Some people argue that slowing down decision-making is always better. I think that leaves out too much. Ecology is not one high-stakes decision. It is ten thousand small noticings that accumulate into understanding. Accelerating the reckoning layer means more of those noticings happen before the season turns, before the migration window closes, before the phenological moment passes unrecorded.

I mentioned all of this to Merry, my partner in Bellingham, who asked the question she always asks when I get excited about something: “Why would you want to know that?” At first her question feels strange, because I am the sort of person who always wants to know why. But Merry’s question is actually more Smithian than she realizes. She is asking about commitment — what project in the world does this knowledge serve? What is at stake?
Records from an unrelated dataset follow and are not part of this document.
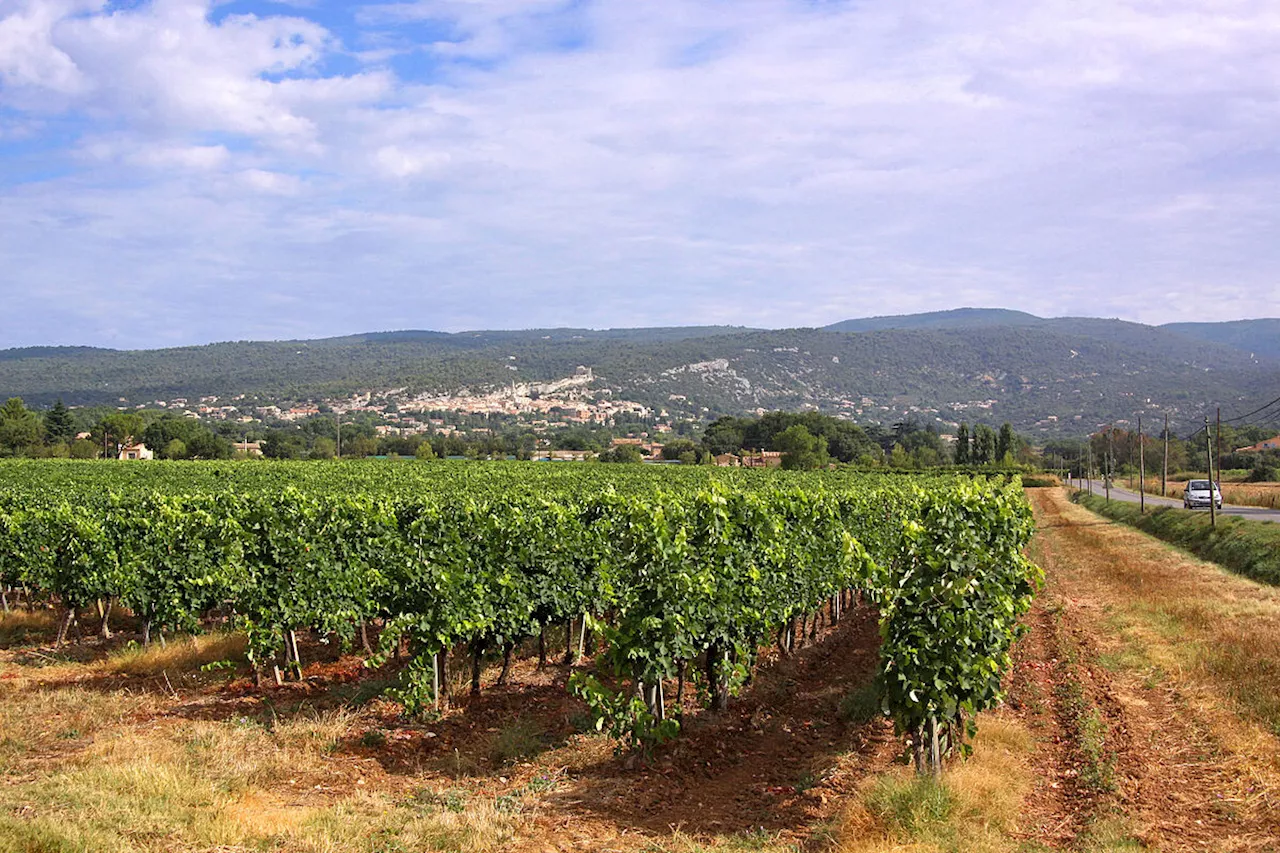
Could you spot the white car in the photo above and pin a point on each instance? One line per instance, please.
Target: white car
(1197, 495)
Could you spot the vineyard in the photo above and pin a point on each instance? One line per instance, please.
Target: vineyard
(681, 576)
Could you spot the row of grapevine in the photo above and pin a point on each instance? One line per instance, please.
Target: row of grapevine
(689, 571)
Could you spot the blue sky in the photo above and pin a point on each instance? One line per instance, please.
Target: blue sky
(179, 172)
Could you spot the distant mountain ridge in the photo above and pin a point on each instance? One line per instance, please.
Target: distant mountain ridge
(1048, 375)
(1261, 337)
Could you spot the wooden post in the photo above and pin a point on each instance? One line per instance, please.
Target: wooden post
(1106, 477)
(1142, 471)
(1219, 442)
(1208, 461)
(1164, 471)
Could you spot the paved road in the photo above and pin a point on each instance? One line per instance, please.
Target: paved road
(1255, 512)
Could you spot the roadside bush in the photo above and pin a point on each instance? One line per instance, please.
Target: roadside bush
(1249, 548)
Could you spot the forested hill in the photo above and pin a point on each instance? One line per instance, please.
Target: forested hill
(1055, 375)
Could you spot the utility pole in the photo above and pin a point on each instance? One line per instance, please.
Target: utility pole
(1088, 468)
(1220, 442)
(1142, 471)
(1208, 460)
(1164, 471)
(1106, 478)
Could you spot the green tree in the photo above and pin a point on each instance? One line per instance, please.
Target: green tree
(60, 424)
(83, 448)
(963, 452)
(983, 445)
(624, 454)
(672, 451)
(19, 428)
(118, 429)
(324, 447)
(800, 448)
(1006, 442)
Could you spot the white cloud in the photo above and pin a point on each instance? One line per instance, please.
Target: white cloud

The thing is, Merry thinks nothing of picking up binoculars and scanning for birds without any particular reason. And since I installed three BirdWeather sensors at her house, she has become a relentless critic of the system’s confidence scores. She checks every detection she finds dubious, which is most of them. “That’s not a Varied Thrush” — and out come the binoculars for proof.

She is, without knowing it, running her own SOMA. Sensor detects, confidence score triggers skepticism, expert judgment deployed via optics, ground truth established. She is the human in the loop who makes the reckoning honest. She does not need a philosophical framework for this. She has birds.

Brian Cantwell Smith worried that we would mistake reckoning for judgment and build a world that could not tell the difference. I share that worry. But sitting here in the pre-dawn of this morning — the mesh humming, the River roaring over the falls in the background, the anomaly log from yesterday still glowing on the screen — I think the more interesting question is not whether AI will ever achieve judgment, but whether we can build systems that create more space for the judgment we already have.

The door marked “Everything Else” opens onto the actual world. We are the ones who have to walk through it. But there is nothing wrong with a system that tells you which door to try.